La chercheuse insiste sur l’importance de bâtir des ponts entre les disciplines pour améliorer cette prise en charge. Selon elle, il faudrait outiller, d’un côté, les intervenantes dans les maisons d’hébergement pour les aider à repérer les signes d’un TCC possible et, de l’autre côté, les médecins pour s’assurer qu’ils ne passent pas à côté d’un diagnostic de TCC chez ces victimes et qu’ils puissent associer ces lésions à de la violence conjugale.

«Il y a plusieurs pans du système qui devraient mieux communiquer, croit Carolina Bottari. Il faut que le corps policier puisse déterminer quand une femme devrait aller à l’urgence, qu’à l’urgence les femmes soient accueillies de façon à favoriser la confiance et les déclarations sur les blessures subies et leurs causes, et qu’en cour les juges comprennent bien les conséquences d’un TCC.»

Petits coups, grandes conséquences

Les traumatismes craniocérébraux peuvent entraîner une irrégularité dans le fonctionnement normal du cerveau et provoquer la destruction de ses cellules. Ils sont causés par des chocs directs ou indirects à la tête, mais aussi par la strangulation, qui coupe la circulation du sang et l’apport d’oxygène au cerveau. On considère que la répétition de petits coups à la tête peut augmenter la gravité des lésions.

Les TCC mènent à une panoplie de symptômes, notamment de la confusion, des maux de tête parfois graves, de la fatigue, des étourdissements, des trous de mémoire. Mais aussi de la difficulté à organiser ses pensées et à se souvenir de nouvelles informations, des émotions exacerbées, de l’anxiété, des troubles du sommeil.

«Dans un contexte de violence conjugale, les TCC peuvent par exemple rendre très pénible un passage en cour, puisque la femme peut avoir beaucoup de difficulté à se rappeler des faits qui ont eu lieu il y a souvent plusieurs années», note Carolina Bottari.

Aussi, certains spécialistes pensent que les coups répétés à la tête peuvent expliquer qu’une femme ne soit pas en mesure de s’organiser pour quitter son agresseur.

«Bref, il y a un énorme travail de sensibilisation à faire sur cette réalité répandue et il faut la voir de façon holistique et chronique, puisque certaines séquelles peuvent être irrémédiables», conclut Carolina Bottari.
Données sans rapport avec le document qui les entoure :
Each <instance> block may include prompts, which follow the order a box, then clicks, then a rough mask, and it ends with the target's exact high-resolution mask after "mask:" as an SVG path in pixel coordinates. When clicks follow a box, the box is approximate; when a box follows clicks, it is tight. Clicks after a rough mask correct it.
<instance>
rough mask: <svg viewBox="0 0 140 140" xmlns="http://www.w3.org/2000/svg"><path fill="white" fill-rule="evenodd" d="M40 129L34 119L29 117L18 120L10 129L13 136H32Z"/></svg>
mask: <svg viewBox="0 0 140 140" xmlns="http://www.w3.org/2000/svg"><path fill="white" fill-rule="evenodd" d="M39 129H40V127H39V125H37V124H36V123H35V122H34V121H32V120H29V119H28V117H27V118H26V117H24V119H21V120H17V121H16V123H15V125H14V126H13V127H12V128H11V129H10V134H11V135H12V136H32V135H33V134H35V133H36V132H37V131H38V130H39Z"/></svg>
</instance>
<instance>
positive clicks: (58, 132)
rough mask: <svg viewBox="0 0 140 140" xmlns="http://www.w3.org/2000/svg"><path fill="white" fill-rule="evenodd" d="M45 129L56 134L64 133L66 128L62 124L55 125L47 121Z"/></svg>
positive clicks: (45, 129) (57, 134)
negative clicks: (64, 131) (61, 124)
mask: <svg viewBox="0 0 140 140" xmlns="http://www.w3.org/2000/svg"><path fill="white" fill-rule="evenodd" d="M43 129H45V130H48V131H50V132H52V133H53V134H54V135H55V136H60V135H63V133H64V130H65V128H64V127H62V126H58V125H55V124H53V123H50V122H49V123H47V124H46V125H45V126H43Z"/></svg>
Un forum pour mieux comprendre la question

La professeure Carolina Bottari fait partie du comité organisateur du forum «En route vers l’autonomie», qui invite les acteurs du continuum de soins à échanger sur les meilleures pratiques pour mieux intervenir auprès des personnes vivant avec un traumatisme craniocérébral (TCC).

Se tenant les 15 et 16 novembre, le forum propose justement un atelier sur la violence conjugale et les TCC.